¿Quién se acuerda de Honduras?

¿Quién se acuerda de Honduras?

Se ha convertido en paraíso del narcotráfico. Ha desmantelado los sistemas de protección social.

20 de julio 2019 , 11:53 p.m.

Si hay un país desdichado en América Latina, con los peores estigmas de la pobreza, la corrupción, el narcotráfico, la emigración forzada, la ausencia de institucionalidad... ese es Honduras. Algunos de esos factores se están dando en Venezuela, pero la diferencia, además de las riquezas naturales del país de Bolívar, es que los temas venezolanos están en el foco de la política internacional, que se negocian salidas a su lamentable situación que pronto o tarde van a llegar. Honduras no existe en la agenda de nadie en Europa ni en América, aunque ostenta algunos dudosos ‘récords’: protagonizó el último golpe militar latinoamericano, es uno de los países más violentos del mundo, es el segundo más pobre después de Haití en el continente y, con Guatemala, el que aporta más inmigrantes ilegales hacia Estados Unidos. ¡Ah!, y es el que ha generado más muertes de periodistas y defensores de derechos humanos en relación con su población, de 9 millones de habitantes.

Durante los años 70 y 80, Honduras fue en la práctica una base estadounidense, el centro de operaciones para sus campañas ‘contrainsurgentes’ contra las guerrillas en Guatemala, El Salvador y Nicaragua. En 1995, el Senado estadounidense reconoció la existencia de “escuadrones de la muerte” formados con su asistencia para eliminar opositores y defensores de derechos humanos. En las últimas décadas, la presión estadounidense sobre la zona pareció aflojar, hasta programar una especie de ‘plan Marshall’ con el que presidente Obama ayudaba a toda Centroamérica, cuyos fondos no llegaron jamás a tierras hondureñas.

Cuando empezaba a normalizarse la situación, la noche del 29 de junio de 2009, el presidente legítimo, Manuel Zelaya, fue levantado de su cama a punta de pistola por militares hondureños, y embarcado en un helicóptero de Estados Unidos rumbo a Costa Rica.
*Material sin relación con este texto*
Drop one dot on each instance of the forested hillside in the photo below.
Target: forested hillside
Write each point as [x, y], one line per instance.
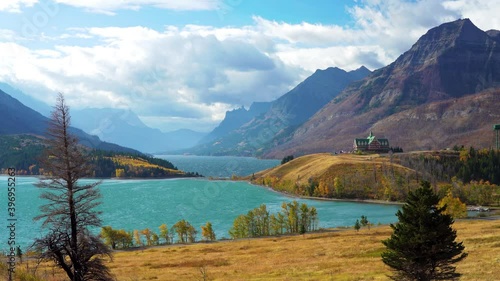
[23, 152]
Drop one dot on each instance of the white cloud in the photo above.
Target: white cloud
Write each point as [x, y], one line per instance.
[193, 74]
[109, 6]
[14, 6]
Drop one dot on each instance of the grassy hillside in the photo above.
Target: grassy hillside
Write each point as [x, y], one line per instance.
[332, 255]
[345, 176]
[318, 165]
[471, 175]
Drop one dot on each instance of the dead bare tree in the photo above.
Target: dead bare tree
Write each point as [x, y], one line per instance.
[70, 212]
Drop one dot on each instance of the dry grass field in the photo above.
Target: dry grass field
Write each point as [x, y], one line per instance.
[332, 255]
[323, 165]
En los círculos empresariales y de poder creaba inquietud la aproximación de Zelaya al bloque de Venezuela, Bolivia y Ecuador, con el apoyo de Brasil y Argentina. El golpe fue condenado por todas las instancias internacionales, incluida la OEA, pero su secretario general, Luis Almagro, nunca ha ofrecido un apoyo real a Honduras, dedicado en exclusiva a Venezuela. Mientras tanto, el país se ha convertido en el paraíso del narcotráfico. El Estado ha desmantelado en los últimos años todos los sistemas de protección social, derechos humanos y atención a los recursos naturales. Mientras, han crecido las protestas de estudiantes y del sector salud hasta hoy mismo, con decenas de víctimas en las manifestaciones diarias.
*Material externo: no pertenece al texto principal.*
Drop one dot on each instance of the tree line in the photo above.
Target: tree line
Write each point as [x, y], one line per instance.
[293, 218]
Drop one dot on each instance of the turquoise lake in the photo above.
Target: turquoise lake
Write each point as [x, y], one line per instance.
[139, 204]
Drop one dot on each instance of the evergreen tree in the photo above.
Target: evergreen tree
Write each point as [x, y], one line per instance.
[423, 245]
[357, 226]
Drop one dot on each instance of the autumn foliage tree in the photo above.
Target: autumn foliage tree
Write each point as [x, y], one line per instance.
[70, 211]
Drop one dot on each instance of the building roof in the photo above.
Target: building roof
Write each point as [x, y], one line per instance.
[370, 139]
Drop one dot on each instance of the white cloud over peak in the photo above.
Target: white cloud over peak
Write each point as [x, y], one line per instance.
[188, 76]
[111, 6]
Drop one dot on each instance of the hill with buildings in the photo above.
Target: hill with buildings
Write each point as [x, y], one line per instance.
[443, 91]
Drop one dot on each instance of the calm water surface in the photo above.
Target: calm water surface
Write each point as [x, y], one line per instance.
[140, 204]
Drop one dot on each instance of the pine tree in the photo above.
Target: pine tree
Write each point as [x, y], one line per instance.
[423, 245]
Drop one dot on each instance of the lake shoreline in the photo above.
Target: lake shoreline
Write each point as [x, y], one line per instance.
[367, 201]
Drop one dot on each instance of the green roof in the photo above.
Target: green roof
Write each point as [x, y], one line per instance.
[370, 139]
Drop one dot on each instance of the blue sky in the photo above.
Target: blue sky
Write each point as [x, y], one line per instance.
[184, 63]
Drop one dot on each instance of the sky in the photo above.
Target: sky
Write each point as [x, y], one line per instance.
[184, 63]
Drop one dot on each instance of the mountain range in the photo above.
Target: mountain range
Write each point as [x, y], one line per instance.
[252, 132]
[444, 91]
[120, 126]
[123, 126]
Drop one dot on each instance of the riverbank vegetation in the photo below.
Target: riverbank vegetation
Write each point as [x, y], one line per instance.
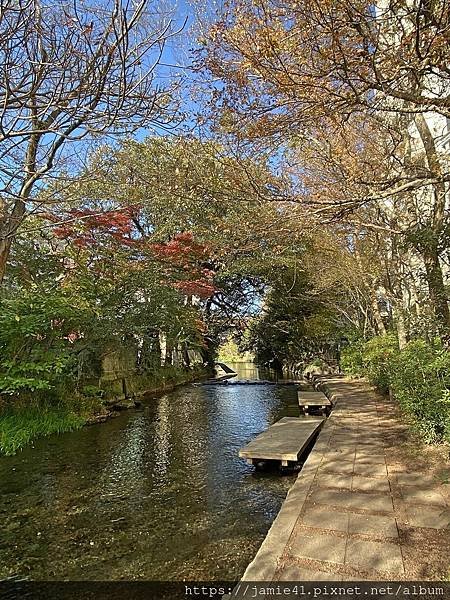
[305, 214]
Hablo con un consultor de Naciones Unidas que conoce a fondo Honduras y prepara su vuelta al país para trabajar especialmente en derechos humanos, y me resume la situación: “El crimen organizado coopta una buena parte de las claves de la política, financia las campañas electorales, ejerciendo el poder local, poniendo a sus propios candidatos; tiene más capacidad que el Estado, que es incapaz ya de proveer la justicia; la institucionalidad política está rota, lo que prima es la pobreza y la inseguridad...".
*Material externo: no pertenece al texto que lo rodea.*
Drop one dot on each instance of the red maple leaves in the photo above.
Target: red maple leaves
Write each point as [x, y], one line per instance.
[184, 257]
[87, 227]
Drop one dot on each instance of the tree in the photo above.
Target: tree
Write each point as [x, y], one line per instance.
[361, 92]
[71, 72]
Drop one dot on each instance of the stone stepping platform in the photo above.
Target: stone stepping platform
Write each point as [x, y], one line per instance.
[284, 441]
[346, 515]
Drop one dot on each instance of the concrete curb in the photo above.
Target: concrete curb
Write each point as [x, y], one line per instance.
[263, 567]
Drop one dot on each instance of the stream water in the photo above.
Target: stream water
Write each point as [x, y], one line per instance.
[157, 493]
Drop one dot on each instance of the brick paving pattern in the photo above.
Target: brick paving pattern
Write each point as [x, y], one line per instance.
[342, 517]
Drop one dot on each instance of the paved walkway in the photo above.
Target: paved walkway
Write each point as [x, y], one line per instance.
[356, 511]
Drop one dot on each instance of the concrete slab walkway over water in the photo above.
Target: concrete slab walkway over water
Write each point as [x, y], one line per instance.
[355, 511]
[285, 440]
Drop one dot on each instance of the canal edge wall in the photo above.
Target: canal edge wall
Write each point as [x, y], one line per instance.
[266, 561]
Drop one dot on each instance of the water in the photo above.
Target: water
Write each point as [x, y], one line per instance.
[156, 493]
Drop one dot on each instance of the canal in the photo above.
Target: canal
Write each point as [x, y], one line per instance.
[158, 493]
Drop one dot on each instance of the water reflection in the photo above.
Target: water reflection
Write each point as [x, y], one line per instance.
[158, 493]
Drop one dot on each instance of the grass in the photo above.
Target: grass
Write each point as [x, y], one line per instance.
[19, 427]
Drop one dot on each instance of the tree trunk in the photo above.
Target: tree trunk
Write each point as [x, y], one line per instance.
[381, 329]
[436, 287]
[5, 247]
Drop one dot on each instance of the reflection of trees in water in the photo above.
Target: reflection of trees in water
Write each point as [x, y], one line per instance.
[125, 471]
Como diría César Vallejo: “Perdonen la tristeza”.

P. S. En medio de tantos reportajes sobre la llegada del hombre a la Luna hace medio siglo, el ingeniero español Carlos González, que fue uno de los responsables de las comunicaciones entre el Apolo 11 y la base de la Nasa, a través de la estación de Robledo, cerca de Madrid, ha modificado ligeramente el tan difundido relato del acontecimiento. Antes de poner un pie en suelo lunar, lo primero que hizo Neil Armstrong fue asomarse a la escotilla de la nave y arrojar desde allí una bolsa plástica con los excrementos que los astronautas habían excretado durante el viaje. Un rato después bajaron y vino lo de las frases históricas y la bandera. Pero lo primero fue esa especie de ‘tarjeta de visita’ con malos augurios para el satélite sobre cómo la especie humana trata a una gran parte de su planeta: plástico y desechos.